Blue Water said that it detected suspicious activity within the company’s IT infrastructure and decided to initiative its IT security procedure. After working with external specialists, the attempt was identified and several systems shut down, preventing the attempted cyber-attack.
“Cybercrime is unfortunate, and an all too common occurrence and the consequences could have been comprehensive. Therefore, we considered it necessary to shut down our systems,” said Flemming Busch, Blue Water’s chief financial officer.
All transport operations are intact and have been so during the shutdown, which has primarily influenced the internet-based communication with clients and business partners.

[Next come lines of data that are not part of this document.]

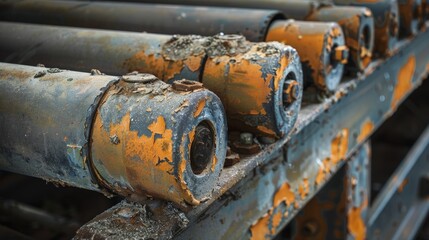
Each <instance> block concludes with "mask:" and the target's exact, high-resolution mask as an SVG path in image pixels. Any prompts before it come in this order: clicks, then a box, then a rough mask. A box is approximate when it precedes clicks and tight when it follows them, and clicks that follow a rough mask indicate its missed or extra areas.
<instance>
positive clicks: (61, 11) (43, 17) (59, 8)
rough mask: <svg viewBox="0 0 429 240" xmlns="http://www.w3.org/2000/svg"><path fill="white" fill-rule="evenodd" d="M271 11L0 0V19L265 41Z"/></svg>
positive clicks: (73, 25) (96, 3) (280, 18)
mask: <svg viewBox="0 0 429 240" xmlns="http://www.w3.org/2000/svg"><path fill="white" fill-rule="evenodd" d="M283 18H284V17H283V14H282V13H280V12H279V11H276V10H255V9H254V10H250V11H247V12H246V10H243V9H234V8H213V7H211V8H208V7H186V6H177V5H176V6H174V5H169V6H167V5H160V4H135V3H114V2H88V3H85V4H82V2H79V1H37V0H21V1H13V0H12V1H1V2H0V20H3V21H19V22H27V23H40V24H51V25H61V26H75V27H85V28H100V29H112V30H121V31H134V32H143V31H144V32H149V33H163V34H199V35H203V36H211V35H216V34H218V33H221V32H222V33H224V34H238V33H241V34H243V35H244V36H245V37H246V38H247V39H248V40H249V41H252V42H261V41H264V39H265V35H266V34H267V32H266V31H267V30H268V26H269V25H270V23H271V22H272V21H273V20H276V19H283Z"/></svg>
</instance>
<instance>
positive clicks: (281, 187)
mask: <svg viewBox="0 0 429 240" xmlns="http://www.w3.org/2000/svg"><path fill="white" fill-rule="evenodd" d="M294 201H295V194H294V193H293V192H292V191H291V189H290V185H289V183H284V184H283V185H282V186H281V187H280V188H279V189H278V190H277V192H276V193H275V194H274V200H273V206H274V207H277V206H278V205H279V204H280V203H282V202H284V203H285V204H286V205H287V206H289V205H291V204H292V203H293V202H294Z"/></svg>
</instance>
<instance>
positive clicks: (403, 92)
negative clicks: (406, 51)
mask: <svg viewBox="0 0 429 240" xmlns="http://www.w3.org/2000/svg"><path fill="white" fill-rule="evenodd" d="M415 69H416V58H415V56H414V55H413V56H411V57H410V58H408V60H407V62H406V63H405V64H404V65H403V66H402V67H401V68H400V69H399V72H398V76H397V82H396V85H395V89H394V92H393V96H392V101H391V104H390V105H391V107H392V108H396V107H397V106H398V104H399V102H400V101H401V100H402V99H403V98H404V97H405V95H406V94H407V93H408V92H409V91H411V89H412V88H413V77H414V71H415Z"/></svg>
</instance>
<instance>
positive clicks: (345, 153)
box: [331, 129, 349, 165]
mask: <svg viewBox="0 0 429 240" xmlns="http://www.w3.org/2000/svg"><path fill="white" fill-rule="evenodd" d="M348 142H349V130H348V129H342V130H341V131H340V132H339V133H338V134H337V136H336V137H335V138H334V139H333V140H332V142H331V161H332V163H333V164H334V165H336V164H337V163H338V162H340V161H341V160H343V159H345V157H346V155H347V151H348Z"/></svg>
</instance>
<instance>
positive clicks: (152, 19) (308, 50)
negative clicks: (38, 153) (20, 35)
mask: <svg viewBox="0 0 429 240" xmlns="http://www.w3.org/2000/svg"><path fill="white" fill-rule="evenodd" d="M81 5H82V3H81V2H77V1H35V0H21V1H3V2H1V3H0V19H1V20H9V21H21V22H32V23H44V24H53V25H66V26H76V27H91V28H102V29H118V30H120V29H121V30H130V31H140V32H142V31H146V32H151V33H163V34H199V35H204V36H211V35H216V34H218V33H220V32H223V33H225V34H235V33H239V34H242V35H243V36H245V37H246V38H247V40H249V41H255V42H260V41H265V40H267V41H279V42H283V43H286V44H288V45H291V46H292V47H294V48H295V49H296V50H297V51H298V52H299V53H300V57H301V60H302V61H303V64H304V65H306V67H307V68H308V70H309V71H304V79H305V82H306V83H307V85H310V84H313V83H315V84H316V86H317V87H318V88H320V89H322V90H324V91H328V92H329V91H334V90H335V89H336V87H337V86H338V83H339V82H340V79H341V77H342V73H343V68H344V67H343V65H344V63H345V61H344V59H341V60H340V61H337V60H336V59H335V58H332V60H333V61H335V63H333V64H331V61H330V59H329V58H326V57H325V56H326V53H325V52H326V50H328V51H332V52H334V48H336V47H340V48H342V49H344V47H343V45H344V40H343V39H344V36H343V34H342V32H341V34H337V35H336V36H335V37H333V38H332V39H336V41H335V46H331V45H332V44H333V42H332V41H331V42H324V41H322V44H324V46H323V47H319V46H317V47H316V48H313V47H312V46H313V45H312V44H310V45H303V44H302V42H303V41H299V42H296V41H295V40H289V38H296V36H293V35H291V34H288V32H287V31H282V33H281V34H272V33H269V31H271V30H273V28H270V26H271V25H272V24H273V23H274V22H275V23H276V25H284V24H286V25H288V23H289V22H288V23H284V24H283V23H277V22H279V21H280V22H282V21H283V19H284V16H283V14H282V13H281V12H279V11H276V10H257V9H240V8H216V7H211V8H207V7H190V6H175V5H161V4H133V3H124V4H120V3H105V2H99V3H94V2H92V3H88V4H86V5H84V6H81ZM78 6H79V7H78ZM294 25H296V26H297V27H299V26H300V25H303V27H302V28H301V29H302V31H300V33H301V34H307V36H309V37H310V35H308V34H311V37H314V36H315V37H322V38H323V37H324V35H326V33H328V32H330V31H332V32H338V30H336V29H335V30H334V29H333V28H336V25H335V24H331V23H316V25H317V27H318V28H320V30H316V28H312V30H311V31H310V32H306V31H305V30H304V29H308V28H307V26H308V23H307V22H302V21H296V22H294ZM340 31H341V30H340ZM278 33H279V32H278ZM267 34H268V35H270V38H269V39H266V37H267ZM349 39H350V38H349ZM370 40H372V39H370ZM295 43H297V44H296V45H295ZM331 43H332V44H331ZM351 43H354V42H353V41H351ZM355 45H356V44H355ZM355 45H354V46H355ZM358 51H359V52H360V50H358ZM367 52H368V51H367ZM361 55H362V54H361ZM353 59H357V58H353ZM345 60H346V61H347V59H345ZM361 68H363V66H361Z"/></svg>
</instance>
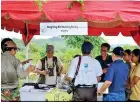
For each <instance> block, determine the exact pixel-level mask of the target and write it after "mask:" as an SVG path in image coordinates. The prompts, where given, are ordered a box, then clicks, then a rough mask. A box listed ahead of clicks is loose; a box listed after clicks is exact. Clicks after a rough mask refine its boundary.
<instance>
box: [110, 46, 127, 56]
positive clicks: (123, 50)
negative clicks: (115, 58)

“We apologise to our clients. The shutdown causes potential interruptions – but only temporary – and our employees are still capable of providing transport solutions for all our customers, across all business units. Our priority is to protect our and our customers’ data at all costs and we are pleased to see that we have successfully done just that. We appreciate everyone’s patience while we put additional measures in place to keep everyone safe,” added Busch.
Cybercrime has the potential to impact all aspects of the transport and logistics supply chain. During July, cyber security specialist Naval Dome reported that attacks on the maritime industry’s operational technology (OT) systems have increased by 900 percent over the last three years, with the number of reported incidents set to reach record volumes by year end.
Speaking during the 2020 Port Security Seminar & Expo, Naval Dome’s head of North American operations Robert Rizika said that in 2017 there were 50 significant OT hacks reported, increasing to 120 in 2018 and more than 310 last year.
He said this year is looking like it will end with more than 500 major cyber security breaches, with substantially more going unreported.
Emphasising the economic impact and ripple effect of a cyber attack on port infrastructures, Rizika revealed that a report published by Lloyd’s of London indicated that if 15 Asian ports were hacked financial losses could be more than USD110 billion, a significant amount of which would not be recovered through insurance policies, as OT system hacks are not covered.
Rizika said that as the maritime industry moves towards greater digitalisation and increases the use of networked, autonomous systems, moving more equipment and technologies online would create more vulnerabilities and loopholes that criminals could exploit.
“There will be a whole series of new cyber security openings through which people can attack if systems are not properly protected,” Rizika explained. “If just one piece of this meticulously managed operation goes down it will create unprecedented backlog and impact global trade, disrupting operations and infrastructure for weeks if not months, costing tens of millions of dollars in lost revenues.”